A Seção 230 elimina o risco de que serviços online sejam responsabilizados pelo comportamento de terceiros ou por suas reações razoáveis a tais comportamentos. A eliminação desse risco inspira confiança nos investidores e permite que inúmeras pessoas na internet moderem o conteúdo. Mais importante ainda, a Seção 230 empodera indivíduos como você e eu a nos expressarmos livremente online.
A Seção 230 da Lei de Decência nas Comunicações ainda está em vigor?
Embora a Lei de Decência nas Comunicações em si tenha sido considerada inconstitucional, a Seção 230 foi considerada separável e permanece em vigor.
O que não está abrangido pela Seção 230 da Lei de Decência nas Comunicações?
Os EUA são um refúgio seguro para sites que desejam hospedar discursos controversos e/ou políticos devido à Seção 230. No entanto, a Seção 230 ainda exige que os provedores de internet removam material criminalizado em nível federal, incluindo casos de violação de propriedade intelectual e de privacidade eletrônica.
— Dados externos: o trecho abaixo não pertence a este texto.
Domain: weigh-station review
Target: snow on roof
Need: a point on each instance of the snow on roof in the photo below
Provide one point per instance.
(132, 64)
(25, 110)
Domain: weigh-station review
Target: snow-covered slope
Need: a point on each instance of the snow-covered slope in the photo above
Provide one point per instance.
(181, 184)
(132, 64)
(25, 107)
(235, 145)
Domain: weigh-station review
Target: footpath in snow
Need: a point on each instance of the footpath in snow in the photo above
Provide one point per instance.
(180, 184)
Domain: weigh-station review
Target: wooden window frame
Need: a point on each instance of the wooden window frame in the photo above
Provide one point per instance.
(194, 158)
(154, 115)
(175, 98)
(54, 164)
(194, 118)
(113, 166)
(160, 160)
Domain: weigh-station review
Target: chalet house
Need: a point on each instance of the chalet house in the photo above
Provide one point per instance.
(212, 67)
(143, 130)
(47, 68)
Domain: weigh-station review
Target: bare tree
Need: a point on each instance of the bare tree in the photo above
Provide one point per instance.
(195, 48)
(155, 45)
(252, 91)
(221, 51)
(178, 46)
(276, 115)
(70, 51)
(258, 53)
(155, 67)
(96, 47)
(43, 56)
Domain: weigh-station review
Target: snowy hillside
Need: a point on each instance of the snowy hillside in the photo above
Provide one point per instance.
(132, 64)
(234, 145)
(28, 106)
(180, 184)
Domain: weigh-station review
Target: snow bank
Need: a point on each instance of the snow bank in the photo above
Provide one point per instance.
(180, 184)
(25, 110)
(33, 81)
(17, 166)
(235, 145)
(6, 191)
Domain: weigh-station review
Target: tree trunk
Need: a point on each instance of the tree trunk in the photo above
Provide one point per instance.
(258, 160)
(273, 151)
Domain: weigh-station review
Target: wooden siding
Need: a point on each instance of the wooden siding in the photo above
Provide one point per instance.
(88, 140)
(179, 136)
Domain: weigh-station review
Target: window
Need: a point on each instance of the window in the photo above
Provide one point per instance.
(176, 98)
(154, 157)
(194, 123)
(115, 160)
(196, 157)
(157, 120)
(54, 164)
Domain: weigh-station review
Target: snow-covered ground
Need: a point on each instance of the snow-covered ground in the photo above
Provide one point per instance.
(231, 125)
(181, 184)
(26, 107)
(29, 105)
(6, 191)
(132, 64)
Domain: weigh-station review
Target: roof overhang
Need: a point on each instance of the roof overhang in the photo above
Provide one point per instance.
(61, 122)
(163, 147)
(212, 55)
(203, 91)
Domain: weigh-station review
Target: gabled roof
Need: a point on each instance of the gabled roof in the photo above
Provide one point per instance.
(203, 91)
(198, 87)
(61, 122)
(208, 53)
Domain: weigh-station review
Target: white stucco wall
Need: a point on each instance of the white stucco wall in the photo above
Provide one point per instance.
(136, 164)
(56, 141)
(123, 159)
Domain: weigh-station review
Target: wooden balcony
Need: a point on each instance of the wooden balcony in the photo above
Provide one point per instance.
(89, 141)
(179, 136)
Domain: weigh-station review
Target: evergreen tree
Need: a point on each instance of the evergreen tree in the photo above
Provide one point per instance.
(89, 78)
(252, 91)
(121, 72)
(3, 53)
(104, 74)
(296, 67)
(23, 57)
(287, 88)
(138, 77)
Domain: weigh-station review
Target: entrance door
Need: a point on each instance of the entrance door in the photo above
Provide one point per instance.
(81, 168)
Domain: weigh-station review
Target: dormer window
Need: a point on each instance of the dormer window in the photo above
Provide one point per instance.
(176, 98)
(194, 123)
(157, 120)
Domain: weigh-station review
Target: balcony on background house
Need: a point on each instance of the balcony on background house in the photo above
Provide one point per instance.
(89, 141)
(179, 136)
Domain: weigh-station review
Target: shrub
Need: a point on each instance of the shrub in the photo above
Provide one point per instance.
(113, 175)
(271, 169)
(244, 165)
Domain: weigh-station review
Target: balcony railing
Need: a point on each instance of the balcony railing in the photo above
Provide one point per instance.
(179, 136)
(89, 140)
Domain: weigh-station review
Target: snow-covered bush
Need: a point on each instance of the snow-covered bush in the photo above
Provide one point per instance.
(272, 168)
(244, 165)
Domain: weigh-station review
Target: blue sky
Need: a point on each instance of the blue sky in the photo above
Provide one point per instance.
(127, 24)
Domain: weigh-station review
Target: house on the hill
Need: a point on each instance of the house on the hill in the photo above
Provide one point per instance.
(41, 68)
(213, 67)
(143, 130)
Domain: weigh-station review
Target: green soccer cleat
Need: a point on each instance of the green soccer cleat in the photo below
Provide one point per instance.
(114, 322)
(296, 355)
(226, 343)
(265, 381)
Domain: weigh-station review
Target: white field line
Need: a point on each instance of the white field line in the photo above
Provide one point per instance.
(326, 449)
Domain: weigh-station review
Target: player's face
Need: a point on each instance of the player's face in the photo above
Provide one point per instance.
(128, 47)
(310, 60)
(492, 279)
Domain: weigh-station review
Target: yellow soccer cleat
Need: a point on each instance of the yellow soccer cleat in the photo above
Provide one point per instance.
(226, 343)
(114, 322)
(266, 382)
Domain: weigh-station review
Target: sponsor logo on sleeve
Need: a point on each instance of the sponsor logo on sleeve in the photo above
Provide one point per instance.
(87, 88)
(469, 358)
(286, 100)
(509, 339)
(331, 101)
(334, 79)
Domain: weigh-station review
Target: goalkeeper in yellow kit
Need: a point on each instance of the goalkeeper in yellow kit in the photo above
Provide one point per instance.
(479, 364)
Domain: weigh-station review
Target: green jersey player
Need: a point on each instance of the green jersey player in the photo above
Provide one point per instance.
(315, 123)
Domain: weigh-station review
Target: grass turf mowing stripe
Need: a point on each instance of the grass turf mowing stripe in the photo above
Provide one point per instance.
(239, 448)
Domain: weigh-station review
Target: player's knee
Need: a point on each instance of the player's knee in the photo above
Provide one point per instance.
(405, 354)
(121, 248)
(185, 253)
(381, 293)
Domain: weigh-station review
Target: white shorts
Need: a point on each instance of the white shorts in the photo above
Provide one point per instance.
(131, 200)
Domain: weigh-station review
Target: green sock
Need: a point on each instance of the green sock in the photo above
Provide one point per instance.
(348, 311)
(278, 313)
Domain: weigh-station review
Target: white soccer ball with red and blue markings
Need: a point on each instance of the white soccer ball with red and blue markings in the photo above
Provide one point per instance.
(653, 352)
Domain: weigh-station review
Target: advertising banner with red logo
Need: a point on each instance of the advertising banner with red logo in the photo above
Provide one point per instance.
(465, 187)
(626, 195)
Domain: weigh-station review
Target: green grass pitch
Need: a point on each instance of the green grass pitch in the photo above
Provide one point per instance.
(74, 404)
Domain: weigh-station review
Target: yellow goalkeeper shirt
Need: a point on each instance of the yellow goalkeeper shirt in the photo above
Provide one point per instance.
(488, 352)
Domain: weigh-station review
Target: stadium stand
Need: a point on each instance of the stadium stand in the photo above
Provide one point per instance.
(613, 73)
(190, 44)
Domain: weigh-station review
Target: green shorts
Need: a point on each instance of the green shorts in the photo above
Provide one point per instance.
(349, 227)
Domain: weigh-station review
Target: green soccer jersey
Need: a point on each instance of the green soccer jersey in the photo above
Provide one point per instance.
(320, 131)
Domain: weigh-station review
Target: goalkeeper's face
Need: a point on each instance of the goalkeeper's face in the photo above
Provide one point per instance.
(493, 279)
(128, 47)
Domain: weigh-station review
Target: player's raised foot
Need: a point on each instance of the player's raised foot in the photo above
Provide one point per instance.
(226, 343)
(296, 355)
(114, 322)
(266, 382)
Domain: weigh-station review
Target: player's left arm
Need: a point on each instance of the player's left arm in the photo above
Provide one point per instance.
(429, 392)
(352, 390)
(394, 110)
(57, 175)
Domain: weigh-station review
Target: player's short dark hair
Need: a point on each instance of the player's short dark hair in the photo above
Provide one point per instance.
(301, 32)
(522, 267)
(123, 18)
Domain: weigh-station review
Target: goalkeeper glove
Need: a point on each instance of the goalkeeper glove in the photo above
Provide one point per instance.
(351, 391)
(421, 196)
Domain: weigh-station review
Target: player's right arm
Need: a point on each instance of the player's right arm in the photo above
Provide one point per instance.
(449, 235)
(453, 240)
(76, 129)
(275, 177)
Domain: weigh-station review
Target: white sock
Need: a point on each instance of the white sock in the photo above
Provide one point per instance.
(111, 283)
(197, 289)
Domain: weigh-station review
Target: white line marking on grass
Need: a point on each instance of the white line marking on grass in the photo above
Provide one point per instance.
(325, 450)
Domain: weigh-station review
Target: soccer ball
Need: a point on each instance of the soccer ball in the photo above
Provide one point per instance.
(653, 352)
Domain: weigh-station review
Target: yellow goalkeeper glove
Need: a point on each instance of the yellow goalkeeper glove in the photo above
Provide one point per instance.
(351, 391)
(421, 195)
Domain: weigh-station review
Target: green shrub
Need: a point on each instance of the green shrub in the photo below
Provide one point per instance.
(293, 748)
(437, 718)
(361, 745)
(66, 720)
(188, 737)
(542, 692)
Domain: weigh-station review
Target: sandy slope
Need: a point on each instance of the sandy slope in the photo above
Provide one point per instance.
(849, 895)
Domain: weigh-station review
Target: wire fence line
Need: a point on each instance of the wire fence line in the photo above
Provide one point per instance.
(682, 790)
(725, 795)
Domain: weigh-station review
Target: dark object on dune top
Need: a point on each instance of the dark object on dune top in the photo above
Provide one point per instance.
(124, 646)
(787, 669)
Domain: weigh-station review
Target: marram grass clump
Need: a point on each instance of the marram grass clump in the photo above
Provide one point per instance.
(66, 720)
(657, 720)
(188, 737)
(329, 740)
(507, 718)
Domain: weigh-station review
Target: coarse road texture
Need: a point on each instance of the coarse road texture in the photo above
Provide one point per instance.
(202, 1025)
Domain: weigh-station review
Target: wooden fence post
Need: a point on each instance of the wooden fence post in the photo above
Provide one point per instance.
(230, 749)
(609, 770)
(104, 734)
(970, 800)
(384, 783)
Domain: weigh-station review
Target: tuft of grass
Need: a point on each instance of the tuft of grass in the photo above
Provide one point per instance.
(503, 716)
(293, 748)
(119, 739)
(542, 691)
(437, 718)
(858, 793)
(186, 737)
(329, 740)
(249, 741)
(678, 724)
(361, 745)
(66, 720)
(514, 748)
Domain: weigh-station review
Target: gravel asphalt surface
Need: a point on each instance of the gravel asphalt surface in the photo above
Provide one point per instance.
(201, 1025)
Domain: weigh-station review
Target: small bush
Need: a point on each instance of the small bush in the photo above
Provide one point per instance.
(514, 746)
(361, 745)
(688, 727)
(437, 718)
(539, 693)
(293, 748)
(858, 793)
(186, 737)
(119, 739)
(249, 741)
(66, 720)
A Seção foi recentemente alterada para exigir a remoção de material que viole as leis federais e estaduais sobre tráfico sexual. Houve um aumento nas discussões sobre o alcance da Seção 230, à medida que nossa nação lida com questões como discurso de ódio online, desinformação e a influência das grandes empresas de tecnologia na política.